The house that use to fly. Use to. I was hoping to see the building looking like the above, but instead the only view I could see was what I have taken below. The sky house was another project recommended to me as a must visit by my friend Andy and we talked briefly about it today which reminded me to post about it. There are not many photos to show as the house is not very accessible but it is the idea behind the house that is enduring. It is the physical manifestation of the Metabolist Movement. Also the place where the members came together to discuss ideas. The idea of plug in components under the house as expansion was needed through time is similar to the Nakagin Capsule by Kisho Kurokawa but in a much smaller scale. This is Kikutake’s own house, where he was able to experiment and test concepts based on his own manifesto for what architecture could be. The result is a powerful image that embodies the spirit of Japan at the time; rising above economic decline into a brighter future.
It is also the house that Kazuo Sejima of SANAA has described as the image that she remembers as a child around ten years of age.

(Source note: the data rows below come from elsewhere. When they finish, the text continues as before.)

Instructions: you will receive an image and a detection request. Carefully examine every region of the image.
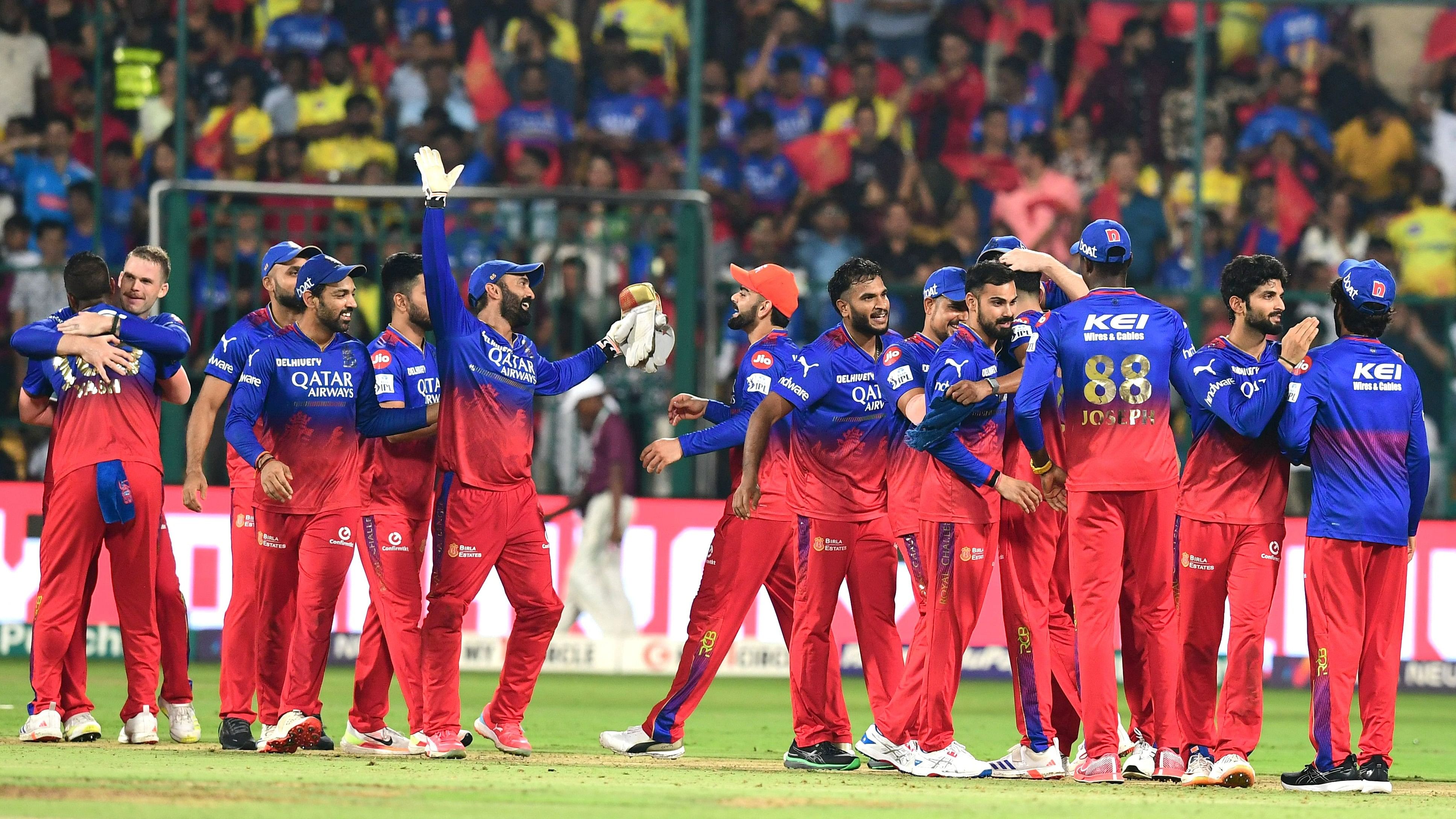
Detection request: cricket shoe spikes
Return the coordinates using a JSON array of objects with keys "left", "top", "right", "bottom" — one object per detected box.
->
[
  {"left": 1072, "top": 754, "right": 1123, "bottom": 786},
  {"left": 597, "top": 726, "right": 687, "bottom": 759},
  {"left": 339, "top": 723, "right": 413, "bottom": 756},
  {"left": 425, "top": 729, "right": 465, "bottom": 759},
  {"left": 1123, "top": 739, "right": 1157, "bottom": 779},
  {"left": 61, "top": 711, "right": 100, "bottom": 742},
  {"left": 855, "top": 723, "right": 917, "bottom": 774},
  {"left": 1178, "top": 751, "right": 1211, "bottom": 789},
  {"left": 1278, "top": 755, "right": 1363, "bottom": 793},
  {"left": 20, "top": 708, "right": 62, "bottom": 742},
  {"left": 991, "top": 742, "right": 1066, "bottom": 779},
  {"left": 910, "top": 742, "right": 991, "bottom": 779},
  {"left": 474, "top": 702, "right": 531, "bottom": 756},
  {"left": 117, "top": 705, "right": 157, "bottom": 745},
  {"left": 162, "top": 699, "right": 202, "bottom": 745}
]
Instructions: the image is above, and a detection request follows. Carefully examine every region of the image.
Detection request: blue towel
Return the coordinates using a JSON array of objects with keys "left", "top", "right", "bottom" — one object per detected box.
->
[{"left": 96, "top": 460, "right": 137, "bottom": 523}]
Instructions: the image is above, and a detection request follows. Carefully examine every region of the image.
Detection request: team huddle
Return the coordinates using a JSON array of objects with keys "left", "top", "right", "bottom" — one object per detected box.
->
[{"left": 12, "top": 147, "right": 1428, "bottom": 793}]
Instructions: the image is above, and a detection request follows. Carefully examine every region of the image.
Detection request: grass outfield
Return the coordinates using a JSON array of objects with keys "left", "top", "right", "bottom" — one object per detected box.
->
[{"left": 0, "top": 660, "right": 1456, "bottom": 819}]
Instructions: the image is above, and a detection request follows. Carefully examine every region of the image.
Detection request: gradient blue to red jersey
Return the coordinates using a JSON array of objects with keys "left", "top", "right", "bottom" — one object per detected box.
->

It was not until later when she studied architecture in university that she knew what building it was and realised it was the same house that left such a strong impression on her so many years earlier. Very few buildings have such an effect on people – what makes your design different to just another house? This is what my studio teachers always ask us to think about. Not being different just for the sake of being different, but being able to offer something others have not been able to think of, to challenge, to gather all your thoughts and express it in a physical form, to get passer bys (not just other architects) to stop and look, to think and to critique. This is architecture.
From what I could see – mainly two sides of the house including the entry, it appears to be a modest and ordinary house. The wooden shutters complimented well with the concrete, both appearing to age well. The idea of the enclosed verandah which runs along the perimeter with operable shutters is simple yet effective – a modern interpretation of the engawa. Only Kikutake can make an elevated concrete box look so good.